How time gets away from us all – I have been meaning to update Mira’s blog for the past month and just now am getting around to it. I swore April just started a few days ago and already we are heading into May.
I first wanted to give an update on what has been happening in Mira’s world over the past month and a half. It’s hard to explain, but most of days, it seems the more things change, the more they stay the same. Mira continues to have seizures every day, having only one day since my last post where Sarah and I didn’t see a single one. Yet, the seizures that she is having are more intense and are lasting longer. She is getting back in to this cycle of having intense seizures again. It feels as though it’s 2007 all over again – same intense seizures that slowly and steadily get worse until we have to jump on the medication merry-go-round in hopes of giving her relief.

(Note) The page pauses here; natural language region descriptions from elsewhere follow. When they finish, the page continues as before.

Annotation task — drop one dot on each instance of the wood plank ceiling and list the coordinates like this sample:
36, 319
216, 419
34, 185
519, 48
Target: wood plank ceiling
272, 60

We started the discussion with her neurologist about Rufinamide, which is pretty new to the market, but the clinic only has 2 kids on it currently and don’t seem too eager to put anyone else on it. I have all but given up on Lyrica at this point, despite Mira being seizure free for a period of time last year on it. It certainly isn’t doing much now but possibly adding to her irritability.
It is really difficult to explain to people what it is like to live with Mira most days, unless you spend some time with us here in the house. One of the things that we battle with most is the crying and irritability with Mira. She spends a part of her day, every single day, crying and screaming. Some days it is not difficult to distract her with bottles of milk, providing a change of scenery, taking her for a walk, or something to break the cycle of boredom, hunger, or whatever it is you think is ailing her at the moment. Other days, like today, she is just crying, fussy, and inconsolable and there is nothing you can do to snap her out of it. It’s very frustrating and sad to watch her. The best way to describe it is to imaging living with a 3 month old baby, all the time. It makes it tough when you have two other kids to take care of on top of it.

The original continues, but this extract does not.